これをCNCFレイヤーとサーバーレスのセキュリティを対応付けると以下になる。

  • アプリケーションビルドとパッケージ化
    コンテナイメージベースのサーバーレス(CaaS)ではアプリケーションオーナーの責任となるが、機能ベースのサーバーレス(FaaS, No-Code)ではプロバイダの責任となる。
  • アプリケーション定義と開発
    コンテナイメージベースのサーバーレス(CaaS)、機能ベースのサーバーレス(FaaS, No-Code)のどちらにおいてもアプリケーションオーナーの責任となる。

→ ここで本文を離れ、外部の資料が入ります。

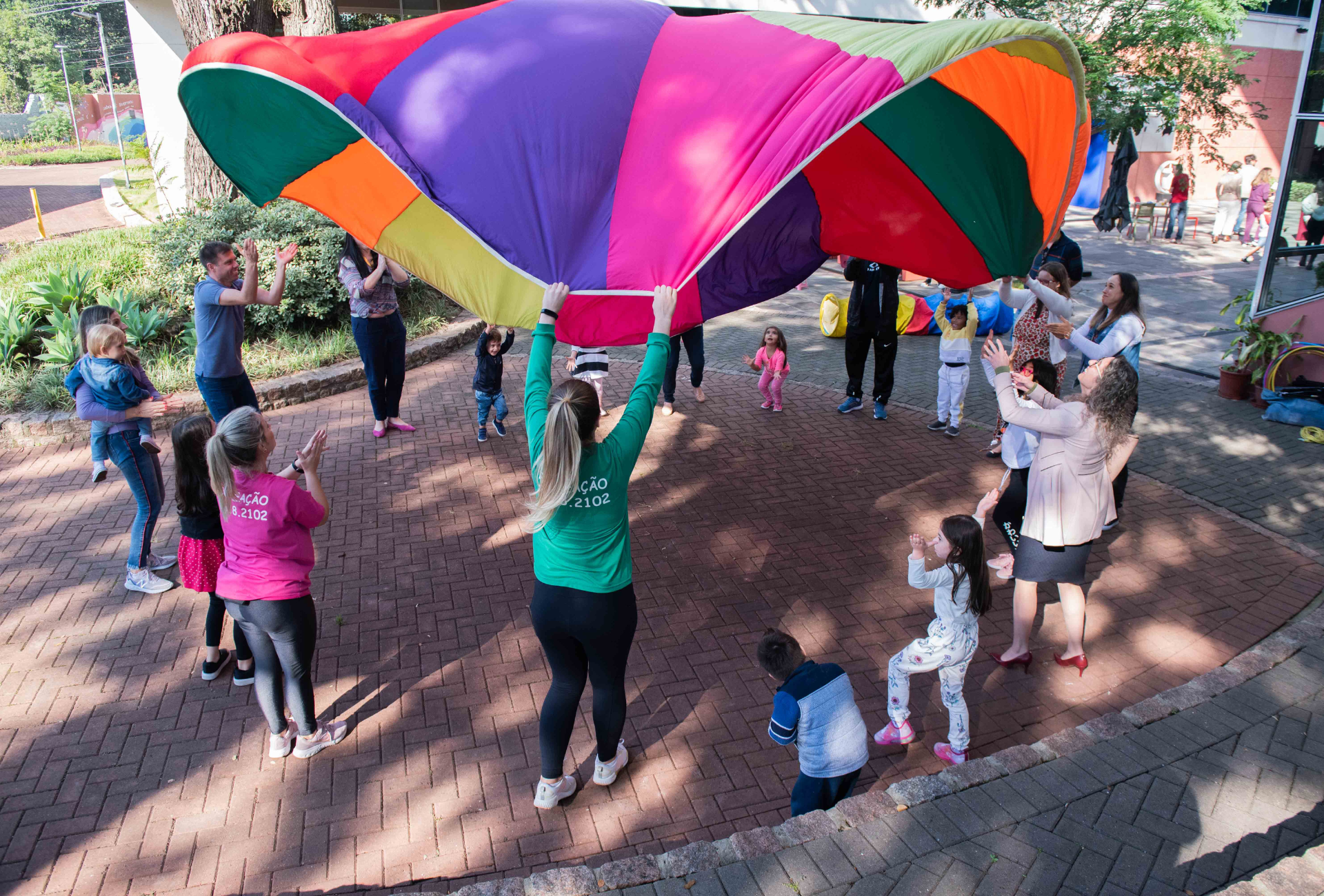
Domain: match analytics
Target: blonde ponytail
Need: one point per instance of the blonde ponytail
(234, 444)
(571, 421)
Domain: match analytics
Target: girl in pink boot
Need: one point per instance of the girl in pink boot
(960, 597)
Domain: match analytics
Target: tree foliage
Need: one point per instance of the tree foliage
(1167, 59)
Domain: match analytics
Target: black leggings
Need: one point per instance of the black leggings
(1010, 507)
(215, 622)
(585, 635)
(282, 635)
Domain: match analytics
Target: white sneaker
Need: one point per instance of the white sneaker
(143, 580)
(161, 562)
(550, 795)
(282, 743)
(328, 735)
(604, 773)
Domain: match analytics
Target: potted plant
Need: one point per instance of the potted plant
(1250, 354)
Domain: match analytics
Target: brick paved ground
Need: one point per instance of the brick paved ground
(69, 195)
(123, 773)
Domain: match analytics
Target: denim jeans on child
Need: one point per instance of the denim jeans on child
(490, 401)
(101, 444)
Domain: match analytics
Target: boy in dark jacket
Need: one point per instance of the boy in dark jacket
(488, 379)
(814, 709)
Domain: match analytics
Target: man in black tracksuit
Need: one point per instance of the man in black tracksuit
(870, 318)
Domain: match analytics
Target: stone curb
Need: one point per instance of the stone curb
(859, 812)
(60, 427)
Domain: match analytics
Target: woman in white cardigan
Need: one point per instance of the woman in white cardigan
(1083, 442)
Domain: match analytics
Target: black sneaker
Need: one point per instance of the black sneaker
(212, 670)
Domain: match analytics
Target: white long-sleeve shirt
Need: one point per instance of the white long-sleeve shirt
(1059, 310)
(1125, 332)
(1019, 444)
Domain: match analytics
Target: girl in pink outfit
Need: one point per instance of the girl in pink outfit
(771, 360)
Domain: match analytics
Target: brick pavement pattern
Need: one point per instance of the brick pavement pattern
(123, 773)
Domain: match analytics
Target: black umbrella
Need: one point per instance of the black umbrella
(1115, 205)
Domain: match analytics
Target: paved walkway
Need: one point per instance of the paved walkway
(123, 773)
(69, 195)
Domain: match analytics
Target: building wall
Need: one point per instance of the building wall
(159, 53)
(1274, 70)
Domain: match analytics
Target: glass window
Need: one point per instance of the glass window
(1298, 221)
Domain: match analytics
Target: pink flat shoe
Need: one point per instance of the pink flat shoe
(894, 736)
(950, 756)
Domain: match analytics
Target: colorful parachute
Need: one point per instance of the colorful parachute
(613, 145)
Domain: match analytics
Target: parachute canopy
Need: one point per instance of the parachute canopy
(613, 145)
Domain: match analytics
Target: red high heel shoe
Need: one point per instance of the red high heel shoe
(1076, 662)
(1024, 660)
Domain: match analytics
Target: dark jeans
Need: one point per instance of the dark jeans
(885, 355)
(225, 394)
(1177, 212)
(587, 637)
(381, 346)
(693, 340)
(215, 622)
(1119, 487)
(143, 474)
(282, 635)
(1010, 507)
(821, 793)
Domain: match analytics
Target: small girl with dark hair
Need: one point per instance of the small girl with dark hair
(771, 360)
(201, 544)
(960, 597)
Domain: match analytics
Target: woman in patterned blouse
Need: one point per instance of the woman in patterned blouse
(379, 332)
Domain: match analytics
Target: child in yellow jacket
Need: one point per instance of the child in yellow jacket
(954, 351)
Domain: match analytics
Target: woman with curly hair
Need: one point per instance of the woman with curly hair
(1083, 444)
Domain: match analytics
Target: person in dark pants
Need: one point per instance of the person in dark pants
(379, 332)
(583, 607)
(870, 319)
(219, 302)
(693, 340)
(814, 709)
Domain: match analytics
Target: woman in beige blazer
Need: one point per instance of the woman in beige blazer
(1083, 442)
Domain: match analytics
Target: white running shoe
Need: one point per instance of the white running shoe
(604, 773)
(550, 795)
(328, 735)
(143, 580)
(282, 743)
(158, 562)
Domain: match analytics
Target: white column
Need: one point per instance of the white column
(159, 53)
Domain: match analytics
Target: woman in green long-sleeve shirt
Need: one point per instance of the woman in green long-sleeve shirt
(583, 607)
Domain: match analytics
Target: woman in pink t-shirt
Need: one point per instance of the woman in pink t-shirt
(268, 523)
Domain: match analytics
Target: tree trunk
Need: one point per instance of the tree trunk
(201, 20)
(308, 17)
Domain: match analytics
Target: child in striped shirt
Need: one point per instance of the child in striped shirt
(590, 365)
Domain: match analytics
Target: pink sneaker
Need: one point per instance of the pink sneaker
(894, 736)
(950, 756)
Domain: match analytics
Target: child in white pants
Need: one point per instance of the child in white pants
(954, 351)
(960, 597)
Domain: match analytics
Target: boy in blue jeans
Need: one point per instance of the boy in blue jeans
(488, 379)
(814, 709)
(106, 371)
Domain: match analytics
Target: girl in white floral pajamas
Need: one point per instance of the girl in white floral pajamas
(960, 597)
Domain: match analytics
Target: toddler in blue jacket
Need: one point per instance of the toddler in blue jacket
(114, 385)
(814, 709)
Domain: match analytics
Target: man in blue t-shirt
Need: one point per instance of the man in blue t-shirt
(219, 302)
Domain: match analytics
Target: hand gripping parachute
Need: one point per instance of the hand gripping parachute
(613, 145)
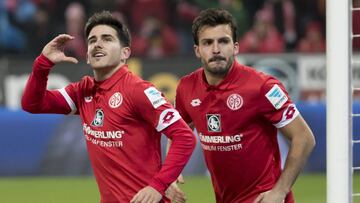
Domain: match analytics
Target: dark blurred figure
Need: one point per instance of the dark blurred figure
(313, 41)
(75, 18)
(154, 35)
(356, 25)
(13, 15)
(155, 39)
(40, 30)
(263, 37)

「アプリケーションビルドとパッケージ化」におけるセキュリティは、「2. コンテナセキュリティ」で説明した内容となるのでそちらを参照していただきたい。あくまで、これがアプリケーションオーナーの責任になるかプロバイダの責任になるかの違いである。
「アプリケーション定義と開発」におけるセキュリティについて、「安全なサーバーレスアーキテクチャを設計するには」では、アプリケーションオーナー(つまり、利用者)のセキュリティとして、ワークロードへの脅威の観点で以下の3点を挙げている。

  • セットアップフェーズの脅威
    アプリケーションオーナーがワークロードを準備し、コード、イメージ、CI/CD作業、デプロイに関する脅威のことを言う。最小特権原則を維持していない呼び出し、およびセキュアでない構成管理の問題となる。
    サーバーレスにおいてはワークロードが小さな呼び出し可能なユニットに分割され、それぞれにセキュリティを管理する一連のパラメータ(ユーザの認証情報/アクセス件、呼び出し可能なユニットの認証情報/アクセス権、モニタリングなど)が設定される。これらに対して、最小権限の原則を維持することが必要である。また、この分割が増えることで、サプライチェーンの脆弱性の問題が起こる。ベースイメージの脆弱性、リポジトリに対する不正アクセス、ビルド/デプロイツールに対する攻撃などへの対応が必要である。
  • デプロイフェーズの脅威
    アプリケーションオーナーによるワークロードのデプロイフェーズでの脅威のことを言う。
    サーバーレスでは、様々なリソースからの膨大なイベントを利用する。イベントの一部として呼び出し可能なユニットに渡される情報はデータインジェクションの脅威となる。また、呼び出し可能なユニットが必要とするトークン、シークレットなどはグローバルコンテキストを必要とし、このグローバルコンテキストのリークが発生する脅威がある。
    また、サーバーレスで使用するコンピュートリソースは従量課金であるため、適切な感じと処理を行わないとリソースの枯渇等の問題が発生する。
    サーバーレスのワークロードは、データと制御パスの一部をサービスプロバイダにオフロードするため、開発とテストをクラウド上で行う必要がある。デバッグなどが制限される可能性もある。したがって、エラーメッセージが重要になる。
  • サービス事業者による脅威
    サービスプロバイダが使用するコンポーネントスタック全体および関連サービスの脅威が含まれる。
    まず重要なのがマルチテナントを維持するための隔離の問題である。サーバーレスでは、プロバイダが分離を確立する必要がある。また、インスタンスの起動/終了のオーバーヘッドを削減するために呼び出し可能なユニットの再利用を行う場合があるため、呼び出し可能なユニットの呼び出し間の漏洩および残留データの漏洩というサーバーレス固有の脅威もある。
    また、責任共有の問題として、サーバーレスではコードの設計、ランタイムのセキュリティの責任をアプリケーションオーナーが持つが、その中で機能ベースのサーバーレスの場合、プロバイダが提供する呼び出し可能なユニットの脆弱性が発生する可能性がある。コードの設計やイベントシステムのセキュリティだけでなく両者の相互作用についても考える必要がある。

以上が、アプリケーションオーナーのワークロードへの脅威の観点でのサーバーレスのセキュリティとなるが、「安全なサーバーレスアーキテクチャを設計するには」ではKubernetesのセキュリティからアプリケーションのセキュリティまでを詳細に記述している。Kubernetesのセキュリティは、「2. コンテナセキュリティ」でも記述されている部分になるが、より詳しくKubernetesの機能に基づいて記述しているので、参照していただきたい。

  1. まとめ
    以上、CNCFモデルをベースに、CSAが公開しているコンテナおよびサーバーレスのセキュリティに関する資料を参照しながら説明してきた。コンテナのセキュリティについては整理されてきているが、サーバーレスについてはまだ適切なセキュリティが明確になっていない。今後、様々な形で情報が提供されてくるので、それを見ていきながらサーバーレスとしてまとまった形でのセキュリティについて説明できるようにしていきたい。